Once we have extracted the identifier, operation and pattern of a rule, parsing is just to combine these three to generate a function operated on corresponding field with the pattern. How the function works depends on the operation and the data type of identifier(field). As the caller of the rule parser, it needs to define the operation handler. Take the SoftwareInfo as the example again.

type SoftwareInfo struct {
  Ver Version `rule:"ver"`,
  ReleaseDate time.Time `rule:"ts"`
}

// define operation hanlder for version comparison
func (ver Version) Cmp(v Version) {
	// do the version comparison logic here ...
  return 0 // -1  or 1
}

Again by reflection, the runtime data type of the interface is understood and can call its own method by method's name. The method's name is determined by the operation.

var context = SoftwareInfo(/*set the attributes here*/)
t := reflect.TypeOf(context)
val := reflect.ValueOf(&context).Elem()
for i := 0; i < t.NumField(); i++ {
  if (/*getting version field from struct tag*/) {
    vf := val.Field(i).Addr()
    ret := vf.MethodByName("Cmp").Call(/* we need to input the pattern here*/)
    if (ret) { /*examine the return value*/
      // ...
    } else {
      // ...
    }
  }
}

Since there are so many tokens including "<=", ">=", "<", ">", "!=", "==", the parser should have the ability to deal with general comparison operations. Here are some principles of the parser:

If the data type of the field is basic type like Integer or String, those comparision can be done without the guide of the caller.
If the operations of a field only contain basic comparisons, the caller only needs to provide "Cmp" guidance.
If the caller needs to define a new operation, define a method with the same name or provide a method mapping. This method should return 0 if the operation succeeds or non-zero otherwise.
It's the caller to deal with the pattern.

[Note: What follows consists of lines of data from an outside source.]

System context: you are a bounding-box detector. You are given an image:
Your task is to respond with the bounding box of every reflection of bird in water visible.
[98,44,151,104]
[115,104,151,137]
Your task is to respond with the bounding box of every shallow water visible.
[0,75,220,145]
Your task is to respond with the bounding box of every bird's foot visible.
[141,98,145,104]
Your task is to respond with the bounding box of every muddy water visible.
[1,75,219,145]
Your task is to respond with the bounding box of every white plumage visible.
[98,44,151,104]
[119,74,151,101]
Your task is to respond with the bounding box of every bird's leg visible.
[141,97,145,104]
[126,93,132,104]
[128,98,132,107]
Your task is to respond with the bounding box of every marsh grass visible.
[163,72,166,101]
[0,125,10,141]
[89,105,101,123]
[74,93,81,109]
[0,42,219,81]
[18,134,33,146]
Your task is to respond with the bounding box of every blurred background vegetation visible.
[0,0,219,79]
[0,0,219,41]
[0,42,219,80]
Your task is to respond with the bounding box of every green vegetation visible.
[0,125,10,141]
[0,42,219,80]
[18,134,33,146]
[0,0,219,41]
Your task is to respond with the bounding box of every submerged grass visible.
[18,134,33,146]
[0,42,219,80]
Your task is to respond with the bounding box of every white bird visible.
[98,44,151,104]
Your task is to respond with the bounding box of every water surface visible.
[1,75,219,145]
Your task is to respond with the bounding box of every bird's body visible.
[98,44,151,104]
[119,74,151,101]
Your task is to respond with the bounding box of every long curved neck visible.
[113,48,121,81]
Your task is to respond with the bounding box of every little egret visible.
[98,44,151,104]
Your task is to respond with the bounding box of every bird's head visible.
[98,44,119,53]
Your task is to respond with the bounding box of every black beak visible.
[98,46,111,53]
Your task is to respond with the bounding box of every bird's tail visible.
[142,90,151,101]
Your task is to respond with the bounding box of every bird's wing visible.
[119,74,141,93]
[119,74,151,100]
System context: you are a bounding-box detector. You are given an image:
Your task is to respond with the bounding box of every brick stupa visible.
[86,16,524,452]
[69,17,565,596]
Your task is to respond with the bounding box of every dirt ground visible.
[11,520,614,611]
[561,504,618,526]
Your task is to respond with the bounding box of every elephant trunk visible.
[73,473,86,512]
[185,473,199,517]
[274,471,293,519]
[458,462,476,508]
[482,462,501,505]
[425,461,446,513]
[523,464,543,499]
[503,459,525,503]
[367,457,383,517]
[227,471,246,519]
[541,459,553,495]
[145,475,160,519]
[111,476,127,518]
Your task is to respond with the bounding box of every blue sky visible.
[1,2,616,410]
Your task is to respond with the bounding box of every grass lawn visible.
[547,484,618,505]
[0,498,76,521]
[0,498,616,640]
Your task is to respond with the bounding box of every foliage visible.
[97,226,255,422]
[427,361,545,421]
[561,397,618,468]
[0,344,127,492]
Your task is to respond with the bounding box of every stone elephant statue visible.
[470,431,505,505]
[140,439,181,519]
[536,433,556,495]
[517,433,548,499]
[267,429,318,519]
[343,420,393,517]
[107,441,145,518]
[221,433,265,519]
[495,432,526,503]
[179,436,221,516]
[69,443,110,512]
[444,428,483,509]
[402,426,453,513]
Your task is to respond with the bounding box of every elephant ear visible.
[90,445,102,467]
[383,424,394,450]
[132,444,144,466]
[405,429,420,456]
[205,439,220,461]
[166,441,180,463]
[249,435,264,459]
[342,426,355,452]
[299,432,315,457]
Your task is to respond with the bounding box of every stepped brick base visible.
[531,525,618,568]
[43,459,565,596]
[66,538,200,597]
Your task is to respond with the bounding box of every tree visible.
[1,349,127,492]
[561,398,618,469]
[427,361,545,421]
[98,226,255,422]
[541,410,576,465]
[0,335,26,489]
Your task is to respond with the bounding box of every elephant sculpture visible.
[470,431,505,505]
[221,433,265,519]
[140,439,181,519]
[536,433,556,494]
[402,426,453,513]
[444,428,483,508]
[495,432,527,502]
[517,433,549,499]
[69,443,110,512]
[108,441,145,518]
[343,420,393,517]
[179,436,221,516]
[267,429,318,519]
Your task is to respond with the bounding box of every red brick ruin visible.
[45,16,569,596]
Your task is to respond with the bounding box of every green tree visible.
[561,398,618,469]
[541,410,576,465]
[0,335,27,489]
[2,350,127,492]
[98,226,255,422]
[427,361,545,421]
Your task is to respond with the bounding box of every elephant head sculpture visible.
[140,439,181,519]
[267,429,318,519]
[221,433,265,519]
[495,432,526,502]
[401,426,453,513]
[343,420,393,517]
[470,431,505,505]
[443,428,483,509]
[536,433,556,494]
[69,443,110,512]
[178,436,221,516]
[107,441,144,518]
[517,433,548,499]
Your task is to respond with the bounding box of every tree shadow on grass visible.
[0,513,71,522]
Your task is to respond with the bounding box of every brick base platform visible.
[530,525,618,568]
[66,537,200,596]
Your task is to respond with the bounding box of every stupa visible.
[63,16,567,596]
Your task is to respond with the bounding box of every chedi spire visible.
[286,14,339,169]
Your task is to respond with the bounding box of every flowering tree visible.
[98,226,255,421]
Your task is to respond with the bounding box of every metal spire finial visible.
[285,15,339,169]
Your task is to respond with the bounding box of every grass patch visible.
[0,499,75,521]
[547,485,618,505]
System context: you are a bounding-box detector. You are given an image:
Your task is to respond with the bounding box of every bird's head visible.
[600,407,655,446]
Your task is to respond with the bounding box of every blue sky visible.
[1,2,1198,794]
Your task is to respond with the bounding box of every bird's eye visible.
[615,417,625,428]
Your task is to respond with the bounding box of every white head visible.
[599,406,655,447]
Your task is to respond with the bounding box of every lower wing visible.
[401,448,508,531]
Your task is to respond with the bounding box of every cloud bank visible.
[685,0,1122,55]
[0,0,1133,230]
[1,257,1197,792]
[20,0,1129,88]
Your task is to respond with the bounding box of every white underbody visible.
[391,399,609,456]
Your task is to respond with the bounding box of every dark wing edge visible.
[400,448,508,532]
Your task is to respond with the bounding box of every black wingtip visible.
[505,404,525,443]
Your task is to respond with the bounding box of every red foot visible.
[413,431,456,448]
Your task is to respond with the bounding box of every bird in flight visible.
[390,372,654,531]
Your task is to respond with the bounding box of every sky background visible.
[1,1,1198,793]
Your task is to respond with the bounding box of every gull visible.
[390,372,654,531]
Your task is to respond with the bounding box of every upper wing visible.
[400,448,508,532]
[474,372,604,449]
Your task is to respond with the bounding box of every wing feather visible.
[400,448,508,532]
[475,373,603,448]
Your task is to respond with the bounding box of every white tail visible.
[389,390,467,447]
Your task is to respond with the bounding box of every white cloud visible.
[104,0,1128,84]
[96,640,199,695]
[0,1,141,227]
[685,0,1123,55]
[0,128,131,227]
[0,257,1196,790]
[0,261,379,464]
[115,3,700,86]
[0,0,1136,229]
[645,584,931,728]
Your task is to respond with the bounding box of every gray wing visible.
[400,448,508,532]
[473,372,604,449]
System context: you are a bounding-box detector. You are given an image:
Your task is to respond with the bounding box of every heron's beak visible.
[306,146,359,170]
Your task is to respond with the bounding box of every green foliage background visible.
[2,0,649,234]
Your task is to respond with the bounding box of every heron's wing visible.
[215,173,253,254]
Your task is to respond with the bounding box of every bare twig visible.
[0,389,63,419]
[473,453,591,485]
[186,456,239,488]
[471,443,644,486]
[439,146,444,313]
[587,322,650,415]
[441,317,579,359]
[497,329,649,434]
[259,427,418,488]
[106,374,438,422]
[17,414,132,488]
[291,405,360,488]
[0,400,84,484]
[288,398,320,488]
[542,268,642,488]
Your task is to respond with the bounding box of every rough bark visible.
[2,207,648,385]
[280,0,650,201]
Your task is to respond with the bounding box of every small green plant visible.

Next is to generate rule executors. We can use the functional programming style to encapsulate a function generator which take the method of the field and the pattern as the input.

func RuleExecutorGenerate(field interface{}, operation string, pattern string) func() int {
  method := // ... extract method by reflection with operation
  return func() int {
    return method.Call(pattern)
  }
}

Now we have rule executor for each rule, we can encapsulate the executors as a comprehensive parser for reuse purpose because sometimes we want the same set of rules to examine a series of data with different context. Therefore, the usage of the parser should be like this:

pser := parser.Parser(context, rules) // context is a prototype, rules are array of strings
for d in data {
  rst, msg := pser.examine(d.context) 
  if rst {
    // the context passes
  } else {
    // msg is the description of the reason the context fails the rules examination. 
  }
}